The Liverpool Care Pathway developed in the 1990’s was a generic model intended to replicate palliative care across settings. In 2013, the Leadership Alliance for the Care of Dying People (LACDP), a coalition of 21 national organizations, recommended that the United Kingdom phase out the use of the Liverpool Care Pathway in palliative and hospice care by 2014. It was recommended that generic protocols are not the right approach to caring for individuals in palliative care. Instead, care should be individualized and reflect the needs and preferences of the dying person.
One Chance to Get it Right outlines the priorities and objects of the newly implemented care pathway.

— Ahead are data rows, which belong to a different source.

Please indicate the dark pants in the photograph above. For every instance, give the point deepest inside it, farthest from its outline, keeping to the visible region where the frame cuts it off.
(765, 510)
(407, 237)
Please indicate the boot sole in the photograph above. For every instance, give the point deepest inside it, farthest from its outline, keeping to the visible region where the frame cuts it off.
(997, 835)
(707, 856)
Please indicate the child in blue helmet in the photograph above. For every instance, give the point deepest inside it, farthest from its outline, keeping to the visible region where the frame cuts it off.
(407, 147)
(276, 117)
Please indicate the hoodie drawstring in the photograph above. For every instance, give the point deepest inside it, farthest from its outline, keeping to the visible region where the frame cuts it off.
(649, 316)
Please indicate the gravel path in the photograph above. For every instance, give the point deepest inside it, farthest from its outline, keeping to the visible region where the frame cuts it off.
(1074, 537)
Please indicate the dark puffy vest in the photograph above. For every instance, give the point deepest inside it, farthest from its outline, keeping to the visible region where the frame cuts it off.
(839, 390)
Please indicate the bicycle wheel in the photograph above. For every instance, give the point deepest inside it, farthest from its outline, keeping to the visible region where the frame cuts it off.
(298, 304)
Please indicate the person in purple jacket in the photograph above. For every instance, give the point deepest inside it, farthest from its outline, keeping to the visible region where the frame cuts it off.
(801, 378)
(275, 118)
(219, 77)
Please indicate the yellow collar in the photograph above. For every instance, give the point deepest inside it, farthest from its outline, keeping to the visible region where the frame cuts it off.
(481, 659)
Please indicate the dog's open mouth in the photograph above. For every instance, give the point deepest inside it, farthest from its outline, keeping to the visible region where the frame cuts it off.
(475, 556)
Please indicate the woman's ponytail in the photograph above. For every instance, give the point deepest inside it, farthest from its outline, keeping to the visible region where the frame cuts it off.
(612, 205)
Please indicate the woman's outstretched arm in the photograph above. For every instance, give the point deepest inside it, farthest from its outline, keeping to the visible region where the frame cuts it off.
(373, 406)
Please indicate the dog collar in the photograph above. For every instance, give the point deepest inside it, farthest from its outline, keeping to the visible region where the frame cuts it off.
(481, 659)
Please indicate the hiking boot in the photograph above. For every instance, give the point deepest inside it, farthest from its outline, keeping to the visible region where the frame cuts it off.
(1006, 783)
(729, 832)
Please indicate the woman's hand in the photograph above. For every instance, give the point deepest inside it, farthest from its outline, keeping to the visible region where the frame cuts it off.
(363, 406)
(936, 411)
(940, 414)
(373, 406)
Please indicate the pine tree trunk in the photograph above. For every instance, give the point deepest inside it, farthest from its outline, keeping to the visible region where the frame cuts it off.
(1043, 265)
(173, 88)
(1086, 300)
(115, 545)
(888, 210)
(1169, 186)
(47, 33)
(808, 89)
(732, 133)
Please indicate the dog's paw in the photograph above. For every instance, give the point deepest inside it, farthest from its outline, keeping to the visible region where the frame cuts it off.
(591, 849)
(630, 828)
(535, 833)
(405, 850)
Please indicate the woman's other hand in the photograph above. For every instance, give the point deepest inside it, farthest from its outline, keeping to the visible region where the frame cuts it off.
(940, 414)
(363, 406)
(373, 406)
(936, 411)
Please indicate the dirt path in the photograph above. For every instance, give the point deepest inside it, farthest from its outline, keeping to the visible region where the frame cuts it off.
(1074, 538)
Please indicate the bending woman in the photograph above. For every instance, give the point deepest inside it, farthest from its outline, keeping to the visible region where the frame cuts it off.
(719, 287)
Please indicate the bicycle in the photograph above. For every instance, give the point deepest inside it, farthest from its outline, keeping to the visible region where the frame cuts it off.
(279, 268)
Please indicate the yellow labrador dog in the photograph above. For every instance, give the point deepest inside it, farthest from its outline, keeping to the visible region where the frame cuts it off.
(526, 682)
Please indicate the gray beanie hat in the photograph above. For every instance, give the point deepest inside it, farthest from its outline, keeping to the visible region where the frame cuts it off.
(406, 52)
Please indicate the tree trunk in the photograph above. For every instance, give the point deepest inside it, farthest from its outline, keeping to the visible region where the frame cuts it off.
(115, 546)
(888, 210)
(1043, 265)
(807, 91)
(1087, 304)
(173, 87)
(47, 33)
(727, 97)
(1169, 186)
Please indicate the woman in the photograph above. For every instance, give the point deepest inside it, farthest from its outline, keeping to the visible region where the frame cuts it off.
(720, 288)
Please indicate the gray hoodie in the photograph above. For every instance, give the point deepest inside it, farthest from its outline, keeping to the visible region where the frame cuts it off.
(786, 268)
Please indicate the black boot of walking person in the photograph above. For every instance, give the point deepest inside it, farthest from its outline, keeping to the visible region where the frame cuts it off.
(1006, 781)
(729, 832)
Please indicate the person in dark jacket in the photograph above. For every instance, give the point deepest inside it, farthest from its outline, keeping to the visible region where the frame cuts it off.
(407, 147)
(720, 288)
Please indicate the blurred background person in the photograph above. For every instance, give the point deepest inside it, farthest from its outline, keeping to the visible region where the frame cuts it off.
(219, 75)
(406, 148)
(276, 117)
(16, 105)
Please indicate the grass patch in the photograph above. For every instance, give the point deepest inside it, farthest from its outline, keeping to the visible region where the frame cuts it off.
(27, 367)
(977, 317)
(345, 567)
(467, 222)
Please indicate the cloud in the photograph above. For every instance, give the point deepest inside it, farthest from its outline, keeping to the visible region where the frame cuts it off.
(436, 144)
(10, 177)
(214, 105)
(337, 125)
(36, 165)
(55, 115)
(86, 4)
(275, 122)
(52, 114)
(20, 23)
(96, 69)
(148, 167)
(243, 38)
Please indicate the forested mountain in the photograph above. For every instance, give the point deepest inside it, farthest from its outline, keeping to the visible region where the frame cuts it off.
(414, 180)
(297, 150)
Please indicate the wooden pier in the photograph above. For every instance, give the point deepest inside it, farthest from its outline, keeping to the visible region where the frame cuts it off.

The new care pathway will focus on achieving five Priorities for Care when it is believed a person will die within the next few days or hours. These include:
1. This possibility [of death] is recognized and communicated clearly, decisions made and actions taken in accordance with the person’s needs and wishes, and these are regularly reviewed and decisions revised accordingly.
2. Sensitive communication takes place between staff and the dying person, and those identified as important to them.
3. The dying person, and those identified as important to them, are involved in decisions about treatment and care to the extent that the dying person wants.
4. The needs of families and others identified as import to the dying person are actively explore, respected and met as far as possible.
5. An individual plan of care, which included food and drink, symptom control and psychological, social and spiritual support, is agreed, coordinated and delivered with compassion.